GoogleCodeExporter commented 8 years ago
The same is true for FlyTo.

Original comment by matthew.s.whalley@gmail.com on 6 Nov 2009 at 5:46

GoogleCodeExporter commented 8 years ago
The example attached to the original post is a simple one and perhaps does not 
convey the frustration felt by users trying to create more complex animations.

I am working on the animation of a model ship to follow the track of H.M.Bark 
Endeavour during Cook's first voyage round the world (see Australia.kml 
attached or http://captainjamescook.wordpress.com for examples). 

I encounter this issue frequently as the ship needs to be 'steered' through 
heading changes where, as the original poster pointed out, it would make sense 
to rotate through the smaller of the two possible rotations rather than blindly 
rotating between the numerical values of the current heading and the target 
heading. For me, this is most irritating when the ship's heading needs to pass 
through north.

The attachment Rotation.kmz gives examples of what I mean. The first two tours 
in the attachment show expected behaviour while the third (South to North) 
further illustrates the issue. My workaround for this problem is to set a 
duration of 1ms for the rotation; this looks better than watching a bizarre 
rotation 'the wrong way' but still doesn't look very attractive.
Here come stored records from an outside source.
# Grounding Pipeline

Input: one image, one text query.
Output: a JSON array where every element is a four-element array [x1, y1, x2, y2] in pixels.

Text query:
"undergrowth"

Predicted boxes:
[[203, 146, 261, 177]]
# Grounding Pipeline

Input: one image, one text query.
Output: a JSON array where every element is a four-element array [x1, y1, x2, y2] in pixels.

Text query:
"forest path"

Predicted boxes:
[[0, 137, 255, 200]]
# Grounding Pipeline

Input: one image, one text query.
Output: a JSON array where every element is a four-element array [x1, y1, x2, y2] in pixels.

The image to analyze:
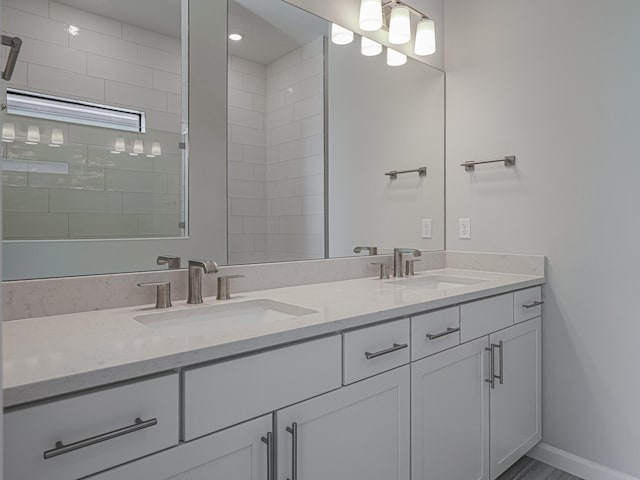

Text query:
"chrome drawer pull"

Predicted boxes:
[[44, 418, 158, 460], [522, 300, 544, 310], [364, 343, 409, 360], [427, 327, 460, 340]]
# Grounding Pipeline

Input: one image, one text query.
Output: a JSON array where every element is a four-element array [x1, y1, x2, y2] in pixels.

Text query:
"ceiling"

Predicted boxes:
[[57, 0, 328, 64]]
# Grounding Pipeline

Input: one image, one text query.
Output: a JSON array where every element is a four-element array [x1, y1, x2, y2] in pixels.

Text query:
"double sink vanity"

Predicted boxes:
[[4, 256, 544, 480]]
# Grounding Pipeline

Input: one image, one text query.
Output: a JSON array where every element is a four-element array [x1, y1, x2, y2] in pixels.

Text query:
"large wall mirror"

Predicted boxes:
[[2, 0, 444, 280]]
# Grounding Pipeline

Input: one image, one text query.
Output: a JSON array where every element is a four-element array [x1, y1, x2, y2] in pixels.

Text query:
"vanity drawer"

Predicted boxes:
[[343, 318, 411, 385], [183, 335, 342, 440], [460, 293, 513, 343], [513, 287, 542, 323], [4, 373, 180, 480], [411, 307, 460, 361]]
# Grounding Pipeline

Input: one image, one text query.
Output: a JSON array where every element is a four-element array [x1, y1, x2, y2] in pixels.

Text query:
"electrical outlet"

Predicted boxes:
[[422, 218, 433, 238], [458, 218, 471, 240]]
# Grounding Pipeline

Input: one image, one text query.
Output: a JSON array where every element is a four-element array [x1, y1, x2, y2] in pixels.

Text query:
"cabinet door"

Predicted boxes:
[[91, 415, 273, 480], [490, 318, 542, 480], [276, 365, 410, 480], [411, 337, 489, 480]]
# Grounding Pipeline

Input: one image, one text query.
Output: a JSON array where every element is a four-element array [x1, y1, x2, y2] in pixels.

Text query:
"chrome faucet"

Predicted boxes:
[[353, 247, 378, 255], [187, 260, 218, 305], [393, 248, 422, 278]]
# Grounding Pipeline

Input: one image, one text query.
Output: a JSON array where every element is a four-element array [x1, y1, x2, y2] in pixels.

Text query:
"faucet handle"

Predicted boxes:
[[371, 262, 389, 280], [216, 275, 244, 300], [138, 282, 172, 308]]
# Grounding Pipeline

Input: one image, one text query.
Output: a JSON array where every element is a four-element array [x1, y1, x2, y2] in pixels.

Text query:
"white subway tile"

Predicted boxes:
[[2, 187, 49, 212], [87, 54, 155, 88], [49, 2, 122, 38], [28, 64, 104, 101], [69, 30, 138, 63], [2, 212, 69, 239], [20, 39, 87, 73], [69, 213, 138, 238], [138, 215, 183, 237], [2, 5, 69, 47], [138, 45, 182, 75], [50, 190, 122, 213], [153, 70, 182, 95], [122, 23, 182, 55], [105, 80, 167, 111]]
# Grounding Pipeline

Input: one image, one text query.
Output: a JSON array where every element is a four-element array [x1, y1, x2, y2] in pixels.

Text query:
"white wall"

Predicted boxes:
[[445, 0, 640, 478]]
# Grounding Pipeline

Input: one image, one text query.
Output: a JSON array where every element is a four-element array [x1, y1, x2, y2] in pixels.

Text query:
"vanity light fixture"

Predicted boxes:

My solution to this problem would be to extend the <Orientation> element in a 
way that would preserve backwards compatibility - after all there are loads of 
animated updates out there and some people might like the current behaviour.

Solution: include in the schema an optional <rotate> element as a child of 
<Orientation>. This new element would define the direction of rotation, with +1 
meaning clockwise and -1 meaning anticlockwise. The default behaviour would be 
as now, but when the <rotate> element is present in an <Update> its value would 
be used.

Please could you raise the priority of this defect.

Regards,
netkingcol

Original comment by netking...@gmail.com on 15 Jan 2012 at 11:50

Attachments:

GoogleCodeExporter commented 8 years ago
This is not only applicable to heading but also to pitch and roll.  For 
example, if you pitch to 179 degrees up then pitch over to -179 degrees, the 
model will turn 358 degrees the wrong way.